Sugata Ray’s book 'Climate Change and the Art of Devotion' explores the impacts of climate change

man with black sweater and blue scarf smiles at camera with Sather Gate in background

“It is only because of the Hellman funding that I could afford to produce a book that does justice to the artwork." — Professor Sugata Ray

June 7, 2023

Sugata Ray, Associate Professor of History of Art and South and Southeast Asian Studies

What can 16th-century India teach us about 21st-century California? Sugata Ray’s book Climate Change and the Art of Devotion explores the impacts of climate change on art, architecture, and religion in northern India during the repeated monsoon failures of the 16th through 19th centuries.

Ray arrived at Berkeley in 2012, when California’s drought was reaching crisis proportions. He began to wonder how our perceptions of water and land change during times of environmental upheaval.

Reframing his dissertation research, he explored how water — as monsoons grew unpredictable — became more central in representations of Krishna, and how lush gardens and botanical motifs surrounded temples and palaces as deforestation became more acute. The resulting award-winning book was the first in the field of art history to study art and climate change in South Asia.

“It is only because of the Hellman funding that I could afford to produce a book that does justice to the artwork,” says Ray, noting that image rights and full-color printing can be prohibitively expensive for early-career faculty.
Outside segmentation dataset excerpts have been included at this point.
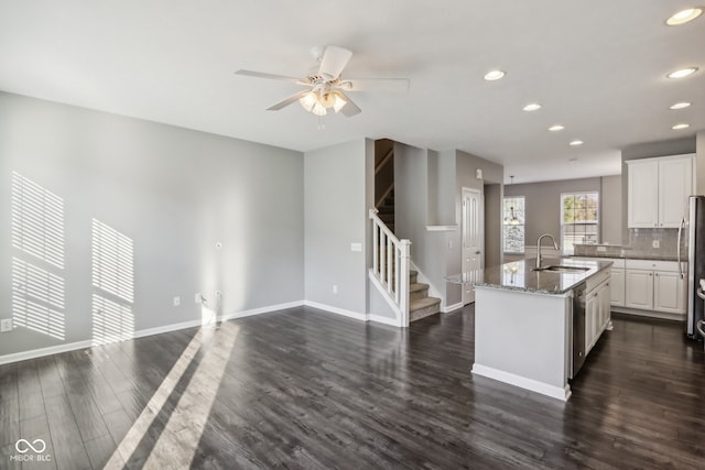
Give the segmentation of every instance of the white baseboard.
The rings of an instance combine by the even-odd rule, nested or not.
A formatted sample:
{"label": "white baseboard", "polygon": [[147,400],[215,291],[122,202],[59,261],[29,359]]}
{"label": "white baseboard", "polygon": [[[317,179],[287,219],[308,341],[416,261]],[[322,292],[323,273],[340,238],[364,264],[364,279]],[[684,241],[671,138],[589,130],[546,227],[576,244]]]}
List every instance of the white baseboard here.
{"label": "white baseboard", "polygon": [[[253,315],[268,314],[270,311],[284,310],[286,308],[301,307],[302,305],[318,308],[318,309],[329,311],[336,315],[341,315],[348,318],[354,318],[360,321],[376,321],[379,324],[399,327],[399,323],[397,321],[395,318],[382,317],[379,315],[360,314],[357,311],[346,310],[344,308],[338,308],[332,305],[319,304],[317,302],[311,302],[311,300],[295,300],[295,302],[289,302],[285,304],[276,304],[276,305],[269,305],[267,307],[252,308],[249,310],[232,311],[229,314],[224,314],[218,316],[217,320],[228,321],[228,320],[234,320],[238,318],[251,317]],[[178,324],[164,325],[161,327],[147,328],[147,329],[134,331],[132,337],[129,338],[128,340],[144,338],[153,335],[161,335],[164,332],[176,331],[176,330],[182,330],[187,328],[197,328],[200,326],[204,326],[204,325],[203,325],[203,321],[198,319],[198,320],[182,321]],[[91,348],[94,346],[96,345],[94,345],[91,340],[83,340],[83,341],[69,342],[66,345],[52,346],[48,348],[32,349],[29,351],[0,356],[0,364],[9,364],[11,362],[26,361],[29,359],[42,358],[44,356],[58,354],[62,352],[75,351],[78,349]]]}
{"label": "white baseboard", "polygon": [[11,354],[0,356],[0,364],[9,364],[11,362],[26,361],[30,359],[42,358],[44,356],[59,354],[62,352],[90,348],[91,346],[93,346],[91,340],[85,340],[85,341],[69,342],[67,345],[50,346],[48,348],[31,349],[29,351],[14,352]]}
{"label": "white baseboard", "polygon": [[505,372],[494,368],[488,368],[487,365],[482,364],[473,364],[473,373],[505,382],[510,385],[519,386],[521,389],[530,390],[532,392],[541,393],[542,395],[557,398],[563,402],[567,402],[572,393],[571,385],[568,384],[565,384],[564,387],[555,386],[544,382],[539,382],[533,379],[527,379],[525,376],[512,374],[511,372]]}
{"label": "white baseboard", "polygon": [[288,302],[285,304],[269,305],[267,307],[252,308],[250,310],[234,311],[218,317],[219,321],[234,320],[236,318],[251,317],[252,315],[269,314],[270,311],[285,310],[286,308],[301,307],[304,300]]}
{"label": "white baseboard", "polygon": [[453,305],[446,305],[445,307],[443,307],[443,310],[441,310],[441,311],[443,311],[444,314],[448,314],[448,313],[451,313],[453,310],[457,310],[459,308],[463,308],[463,303],[462,302],[458,302],[457,304],[453,304]]}
{"label": "white baseboard", "polygon": [[616,314],[633,315],[638,317],[659,318],[662,320],[676,320],[676,321],[683,321],[686,317],[685,314],[671,314],[668,311],[655,311],[655,310],[639,310],[637,308],[620,307],[615,305],[611,306],[611,311]]}
{"label": "white baseboard", "polygon": [[[296,300],[296,302],[290,302],[286,304],[269,305],[267,307],[252,308],[250,310],[234,311],[230,314],[225,314],[219,316],[218,321],[227,321],[230,319],[243,318],[252,315],[267,314],[270,311],[283,310],[285,308],[300,307],[302,305],[304,305],[303,300]],[[164,325],[161,327],[147,328],[147,329],[134,331],[134,334],[132,334],[132,337],[128,338],[127,340],[129,341],[130,339],[143,338],[147,336],[161,335],[164,332],[176,331],[176,330],[182,330],[187,328],[195,328],[200,326],[203,326],[203,323],[202,320],[198,319],[198,320],[182,321],[178,324]],[[69,351],[76,351],[78,349],[91,348],[94,346],[97,346],[97,345],[94,345],[93,341],[88,339],[83,341],[69,342],[66,345],[51,346],[48,348],[32,349],[29,351],[0,356],[0,364],[9,364],[11,362],[26,361],[29,359],[36,359],[45,356],[58,354],[62,352],[69,352]]]}
{"label": "white baseboard", "polygon": [[375,321],[377,324],[390,325],[392,327],[401,327],[397,318],[382,317],[381,315],[375,315],[375,314],[369,314],[368,318],[370,321]]}
{"label": "white baseboard", "polygon": [[318,308],[321,310],[330,311],[332,314],[343,315],[344,317],[355,318],[356,320],[367,321],[367,314],[360,314],[352,310],[346,310],[345,308],[334,307],[333,305],[319,304],[317,302],[304,300],[304,305],[307,307]]}

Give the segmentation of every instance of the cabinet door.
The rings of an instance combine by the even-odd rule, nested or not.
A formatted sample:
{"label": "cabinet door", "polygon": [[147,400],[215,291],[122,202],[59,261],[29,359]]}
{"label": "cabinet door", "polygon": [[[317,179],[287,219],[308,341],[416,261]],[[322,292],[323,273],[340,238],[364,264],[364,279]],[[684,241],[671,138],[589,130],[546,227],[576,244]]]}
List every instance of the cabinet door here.
{"label": "cabinet door", "polygon": [[587,295],[585,299],[585,356],[595,345],[595,330],[597,329],[597,296],[595,293]]}
{"label": "cabinet door", "polygon": [[653,309],[685,313],[685,282],[679,273],[657,271],[653,274]]}
{"label": "cabinet door", "polygon": [[629,162],[627,225],[653,228],[659,222],[659,162]]}
{"label": "cabinet door", "polygon": [[681,225],[692,193],[692,157],[659,161],[659,227],[677,228]]}
{"label": "cabinet door", "polygon": [[609,291],[611,296],[611,305],[625,306],[625,270],[611,270],[611,280],[609,281]]}
{"label": "cabinet door", "polygon": [[599,293],[599,328],[597,329],[597,338],[595,338],[595,342],[605,330],[609,318],[611,317],[611,288],[612,282],[609,281],[605,283]]}
{"label": "cabinet door", "polygon": [[625,306],[653,309],[653,271],[625,271]]}

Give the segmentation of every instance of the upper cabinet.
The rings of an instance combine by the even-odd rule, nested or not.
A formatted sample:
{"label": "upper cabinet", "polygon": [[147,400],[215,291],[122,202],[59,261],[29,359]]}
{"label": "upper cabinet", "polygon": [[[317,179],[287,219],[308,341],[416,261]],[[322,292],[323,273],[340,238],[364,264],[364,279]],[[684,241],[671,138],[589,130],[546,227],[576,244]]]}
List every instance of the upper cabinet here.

Ray’s scholarship elevates Indigenous and local practices that tie conserving the land to religious understandings of the environment. He offers the Lakota concept of mni wiconi (“water is life”) as an example that inspired his thinking. In his courses, he explores how John Muir’s notion of a pristine wilderness, for example, disregards Indigenous stewardship of places like Yosemite.

His teachings stick. Online reviews describe Ray as “a gem” who “opened new perspectives on ecology and art.”